With over 60,000 deaths, the COVID-19 pandemic is one of the greatest challenges our country has faced in decades. No group in this country has been hit harder by the coronavirus than African-Americans.
According to the Centers for Disease Control and Prevention (CDC), there are 1.05 million COVID-19 cases in the United States as of April 29th. Of the states releasing racial data, African-Americans represent 13 percent of the population but 29.2 percent of the deaths, according to the CDC.
No state has been hit harder by the COVID-19 virus than New York. Of the 62 counties in New York State, 57 of them are outside of New York City. In those 57 counties, African-Americans are 9 percent of the population and 18 percent of the fatalities. In New York City, African-Americans were 28 percent of the COVID-19 deaths compared to only 22 percent of the population.
New York state has lost 18,015 people to the coronavirus. This is more than any other state. Approximately 71 percent of New Yorkers killed were residents of New York City.
According to the New York State Health Department, 89.2 percent of those 18,015 people had at least one comorbidity, including hypertension, diabetes, and strokes.
While social distancing has reduced the spread of the disease, we cannot close the racial disparities in COVID-19 deaths unless we address the underlying factors that make African-Americans more vulnerable to this disease.
For example, sickle cell disease is far more prevalent among blacks than whites. According to the CDC, sickle cell disease (SCD) affects approximately 100,000 Americans. SCD occurs in 1 out of 365 African-American births. Among Hispanics, it is 1 out of every 16,300 births. Among whites, the chances of having this genetic disease are miniscule.
Sickle cell disease patients have weakened immune systems, which makes them more vulnerable to COVID-19. One pharmaceutical company, Micelle BioPharma, Inc., is leading the effort to help African-Americans in the COVID-19 crisis.
Micelle Biopharma is developing a drug called Altemia for sickle cell patients. According to the company’s chief medical officer, Dr. Uche Sampson, “The development of Altemia™ is based on the FDA’s findings of safety for Lovaza®, a marketed omega-3 fatty acid product that was approved by the FDA for the treatment of hypertriglyceridemia.”
In other words, Altemia™ is similar to Lovaza®. Both drugs are derived from fish oil, but, Altemia™ is at a lower dosage.
This drug was already successful from the blinded period of the Phase 2 clinical trial. In response, the FDA supported an Open-Label Extension period of the Phase 2 clinical trial to provide the benefits of the drug to subjects in the placebo arm.
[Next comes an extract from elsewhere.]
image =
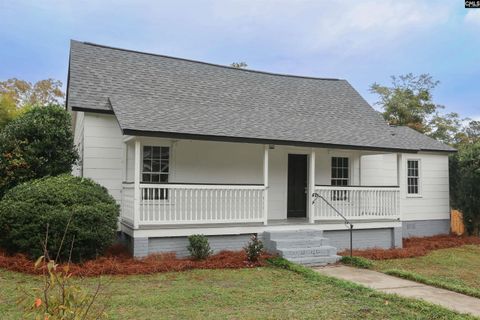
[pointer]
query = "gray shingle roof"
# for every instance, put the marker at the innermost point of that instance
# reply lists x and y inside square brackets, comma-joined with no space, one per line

We need to get this drug to the market as quickly as possible through a Phase 3 trial waiver. Such an action is not unprecedented. In 2015, the FDA approved a Phase 3 waiver for Intellipharmaceutics. This company produced a drug called Rexista™ XR, which is the bioequivalent of OxyContin. If the company was forced to conduct a Phase 3 study, it would have cost almost $20 million dollars. A Phase 3 trial can last as long as three to four years.
- In 2017, Dr. Sarfaraz K. Niazi, an expert in biopharmaceutical manufacturing, wrote a citizen petition to the FDA about how to make their clinical trials less costly by knowing when to provide waivers to Phase 3 trials when the drugs tested are similar to the drugs already in the market. Most of Dr. Niazi recommendations on biosimilars were approved by the FDA in 2018.
Now we need the Trump administration to cut through the bureaucratic red tape one more time and get Altemia™ to save lives from COVID-19. Furthermore, our government needs to develop further treatments to reduce the racial disparities in COVID-19 deaths.